When to use restrict and when not to

I think you're right that it wouldn't hurt. Your loop pointer (call it p) will equal encodedEnd at the end of the loop. But nothing need be accessed after the loop (from either p or encodedEnd), so that shouldn't be a problem. I don't think it will help, either, because nothing is ever written or read from encodedEnd so there's nothing to optimize away.

But I agree with you having the first two restrict should really help.


In this particular case it won't make a difference whether encodedEnd is restrict or not; you have promised the compiler that no one aliases unencoded and encoded, and so the reads and writes won't interfere with each other.

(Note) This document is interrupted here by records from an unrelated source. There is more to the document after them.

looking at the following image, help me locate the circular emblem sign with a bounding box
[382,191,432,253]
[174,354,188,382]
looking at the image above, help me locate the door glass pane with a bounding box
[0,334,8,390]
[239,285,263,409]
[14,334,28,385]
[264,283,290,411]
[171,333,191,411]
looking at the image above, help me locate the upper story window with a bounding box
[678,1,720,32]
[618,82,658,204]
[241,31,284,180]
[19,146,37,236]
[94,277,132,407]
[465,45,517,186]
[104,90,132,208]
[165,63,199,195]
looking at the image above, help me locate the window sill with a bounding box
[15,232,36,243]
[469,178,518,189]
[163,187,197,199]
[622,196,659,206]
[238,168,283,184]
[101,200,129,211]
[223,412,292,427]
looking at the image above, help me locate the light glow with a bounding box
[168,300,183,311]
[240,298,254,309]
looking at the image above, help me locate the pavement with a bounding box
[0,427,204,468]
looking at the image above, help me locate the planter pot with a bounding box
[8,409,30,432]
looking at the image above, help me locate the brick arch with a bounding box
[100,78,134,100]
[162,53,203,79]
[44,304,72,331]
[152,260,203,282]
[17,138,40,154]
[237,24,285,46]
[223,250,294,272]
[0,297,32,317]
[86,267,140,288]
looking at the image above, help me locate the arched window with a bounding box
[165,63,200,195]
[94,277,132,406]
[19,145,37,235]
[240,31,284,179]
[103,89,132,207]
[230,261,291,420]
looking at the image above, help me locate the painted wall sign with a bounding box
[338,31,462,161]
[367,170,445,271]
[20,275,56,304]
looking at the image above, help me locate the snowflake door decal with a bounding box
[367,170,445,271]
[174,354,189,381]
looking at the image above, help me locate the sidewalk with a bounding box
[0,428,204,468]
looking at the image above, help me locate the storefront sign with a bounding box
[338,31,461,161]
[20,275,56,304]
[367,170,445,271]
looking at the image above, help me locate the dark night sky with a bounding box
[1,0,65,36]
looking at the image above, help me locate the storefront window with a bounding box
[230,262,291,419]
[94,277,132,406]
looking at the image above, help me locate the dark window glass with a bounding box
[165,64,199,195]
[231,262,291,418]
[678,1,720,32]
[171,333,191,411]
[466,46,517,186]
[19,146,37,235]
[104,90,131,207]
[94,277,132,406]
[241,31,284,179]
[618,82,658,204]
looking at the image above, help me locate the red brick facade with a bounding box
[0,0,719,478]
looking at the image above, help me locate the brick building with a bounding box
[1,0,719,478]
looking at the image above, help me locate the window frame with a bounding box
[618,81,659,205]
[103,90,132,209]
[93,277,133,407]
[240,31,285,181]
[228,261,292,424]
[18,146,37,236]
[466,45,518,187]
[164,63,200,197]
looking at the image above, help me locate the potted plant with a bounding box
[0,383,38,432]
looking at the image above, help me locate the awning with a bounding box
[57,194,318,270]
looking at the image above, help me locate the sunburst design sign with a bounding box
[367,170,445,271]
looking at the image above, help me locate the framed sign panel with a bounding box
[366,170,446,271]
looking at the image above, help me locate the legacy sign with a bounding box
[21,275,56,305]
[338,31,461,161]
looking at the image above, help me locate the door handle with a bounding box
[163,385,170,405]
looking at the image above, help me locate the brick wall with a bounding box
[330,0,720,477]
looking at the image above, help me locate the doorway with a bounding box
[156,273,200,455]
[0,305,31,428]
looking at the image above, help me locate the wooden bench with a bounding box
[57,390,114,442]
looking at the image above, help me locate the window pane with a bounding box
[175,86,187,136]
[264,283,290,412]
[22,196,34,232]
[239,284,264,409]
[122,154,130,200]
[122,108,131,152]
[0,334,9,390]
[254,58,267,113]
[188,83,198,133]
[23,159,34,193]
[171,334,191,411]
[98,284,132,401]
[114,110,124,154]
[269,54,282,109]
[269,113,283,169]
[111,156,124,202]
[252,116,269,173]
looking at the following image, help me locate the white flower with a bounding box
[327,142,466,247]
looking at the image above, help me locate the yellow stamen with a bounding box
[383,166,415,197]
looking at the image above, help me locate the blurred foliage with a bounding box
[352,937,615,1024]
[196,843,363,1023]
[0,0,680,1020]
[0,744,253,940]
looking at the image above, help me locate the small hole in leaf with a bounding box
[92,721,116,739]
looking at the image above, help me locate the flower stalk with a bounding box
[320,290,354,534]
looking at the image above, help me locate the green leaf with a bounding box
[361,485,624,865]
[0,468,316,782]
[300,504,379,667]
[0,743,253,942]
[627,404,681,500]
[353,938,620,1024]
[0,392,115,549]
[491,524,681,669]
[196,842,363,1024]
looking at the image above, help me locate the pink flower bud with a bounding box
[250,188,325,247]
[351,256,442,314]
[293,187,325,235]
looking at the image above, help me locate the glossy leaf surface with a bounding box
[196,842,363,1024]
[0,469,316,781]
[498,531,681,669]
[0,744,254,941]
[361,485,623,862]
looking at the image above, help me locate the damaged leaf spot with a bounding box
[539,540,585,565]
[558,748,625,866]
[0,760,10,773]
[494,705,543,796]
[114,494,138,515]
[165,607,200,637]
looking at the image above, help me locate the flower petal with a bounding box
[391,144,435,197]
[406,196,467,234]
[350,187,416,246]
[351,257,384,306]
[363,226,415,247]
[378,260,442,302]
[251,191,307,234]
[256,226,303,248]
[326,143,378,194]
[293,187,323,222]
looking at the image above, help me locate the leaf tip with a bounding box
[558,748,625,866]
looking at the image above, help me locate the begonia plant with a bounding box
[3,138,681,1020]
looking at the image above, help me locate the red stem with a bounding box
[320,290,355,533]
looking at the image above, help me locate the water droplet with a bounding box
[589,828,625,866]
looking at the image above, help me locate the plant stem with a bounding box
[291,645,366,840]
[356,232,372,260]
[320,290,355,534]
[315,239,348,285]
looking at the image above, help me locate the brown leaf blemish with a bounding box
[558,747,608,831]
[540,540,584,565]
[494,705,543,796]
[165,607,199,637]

The real reason that restrict is important in this case is that without it the compiler can't know that writes through encoded won't affect reads through unencoded. For example, if

encoded == unencoded+1

then each write to encoded would affect each subsequent read from unencoded, so the compiler can't schedule the load until the write has completed. restrict promises the compiler that the two pointers don't affect the same memory, so it can schedule loads far enough ahead to avoid pipeline stalls.


Try Mike Acton's article here (old link). Restrict is frightening because of both the performance implications of not using it and the consequences of using it incorrectly.

In your case, it sounds like you could safely apply restrict to all three pointers as none alias the same memory area. However there is going to be little to no performance benefit from using it on the third pointer.